Corteno
- Conservation status: FAO (2007): endangered-maintained
- Other names: Pecora di Corteno
- Country of origin: Italy
- Distribution: Val Camonica
- Standard: MIPAAF
- Use: meat

Traits
- Weight: Male: 70 kg; Female: 60 kg;
- Height: Male: 77 cm; Female: 73 cm;
- Wool color: white
- Face color: white
- Horn status: hornless in both sexes

= Corteno =

Breed of sheep

The Corteno or Pecora di Corteno is a breed of sheep from the Val Camonica, in the province of Brescia in Lombardy, northern Italy. It is raised in the comune of Corteno Golgi, from which it takes its name, and in the neighbouring comuni of Edolo, Malonno and Paisco Loveno, all lying within the Comunità Montana di Valle Camonica.

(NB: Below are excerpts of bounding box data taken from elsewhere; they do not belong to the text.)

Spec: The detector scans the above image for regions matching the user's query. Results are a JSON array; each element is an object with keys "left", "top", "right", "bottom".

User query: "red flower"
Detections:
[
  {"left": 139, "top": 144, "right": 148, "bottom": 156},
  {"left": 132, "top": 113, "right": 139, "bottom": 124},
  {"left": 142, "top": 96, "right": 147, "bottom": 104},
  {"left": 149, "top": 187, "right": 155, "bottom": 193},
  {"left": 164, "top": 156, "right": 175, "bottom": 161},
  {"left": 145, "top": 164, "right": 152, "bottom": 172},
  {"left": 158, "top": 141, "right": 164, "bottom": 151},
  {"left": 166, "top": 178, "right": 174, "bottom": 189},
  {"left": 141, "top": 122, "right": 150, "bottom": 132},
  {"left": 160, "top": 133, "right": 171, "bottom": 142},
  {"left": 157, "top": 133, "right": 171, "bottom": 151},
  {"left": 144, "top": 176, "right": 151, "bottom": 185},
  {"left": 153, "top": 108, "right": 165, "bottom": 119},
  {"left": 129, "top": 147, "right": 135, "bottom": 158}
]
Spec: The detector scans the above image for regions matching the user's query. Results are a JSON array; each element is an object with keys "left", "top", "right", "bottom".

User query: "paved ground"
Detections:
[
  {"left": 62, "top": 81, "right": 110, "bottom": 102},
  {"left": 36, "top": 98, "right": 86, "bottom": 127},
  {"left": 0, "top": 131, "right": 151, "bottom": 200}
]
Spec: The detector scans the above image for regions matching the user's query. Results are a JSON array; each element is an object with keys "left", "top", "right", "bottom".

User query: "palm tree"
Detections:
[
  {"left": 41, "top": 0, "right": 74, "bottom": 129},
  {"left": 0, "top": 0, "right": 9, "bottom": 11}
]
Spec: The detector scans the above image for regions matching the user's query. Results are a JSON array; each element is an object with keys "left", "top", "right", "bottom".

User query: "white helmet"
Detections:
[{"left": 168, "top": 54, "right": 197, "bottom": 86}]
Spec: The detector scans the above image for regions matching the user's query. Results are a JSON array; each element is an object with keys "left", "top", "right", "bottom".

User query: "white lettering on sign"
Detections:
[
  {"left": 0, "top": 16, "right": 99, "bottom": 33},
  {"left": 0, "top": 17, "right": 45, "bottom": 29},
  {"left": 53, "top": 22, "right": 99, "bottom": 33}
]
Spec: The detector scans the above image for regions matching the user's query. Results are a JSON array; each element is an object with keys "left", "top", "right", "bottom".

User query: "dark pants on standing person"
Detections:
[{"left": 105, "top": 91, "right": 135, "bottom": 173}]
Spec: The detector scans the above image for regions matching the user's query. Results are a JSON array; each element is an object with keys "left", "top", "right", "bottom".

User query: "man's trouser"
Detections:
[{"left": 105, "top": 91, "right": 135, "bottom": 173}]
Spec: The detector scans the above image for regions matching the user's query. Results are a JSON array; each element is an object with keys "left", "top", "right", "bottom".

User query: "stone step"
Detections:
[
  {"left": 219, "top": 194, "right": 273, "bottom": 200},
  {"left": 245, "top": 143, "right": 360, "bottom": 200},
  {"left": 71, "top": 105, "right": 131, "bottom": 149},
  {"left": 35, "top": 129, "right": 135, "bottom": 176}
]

It is one of the forty-two autochthonous local sheep breeds of limited distribution for which a herdbook is kept by the Associazione Nazionale della Pastorizia, the Italian national association of sheep-breeders.

==History==

The origin of the Corteno breed is unknown, but is probably shared with that of other lop-eared breeds of the Alpine region such as the Bergamasca, the Biellese and the Lamon. Numbers were estimated at 4000 in 1983, and at about 1600 in 1995. In 2006 the total number was estimated at 1500, of which 131 were registered in the herdbook. The conservation status of the breed was listed as "critical" by the Food and Agriculture Organization of the United Nations in 2007. In 2013 the number registered for the breed was 295.

==Use==

The meat of the Corteno is exceptionally fatty. It is traditionally used to produce Cuz, a local type of preserved meat. Whole carcases of wether mutton are boiled in a cauldron for five or six hours with salt and a little water; the meat is then put up in terracotta jars with more salt and sealed with the mutton-fat.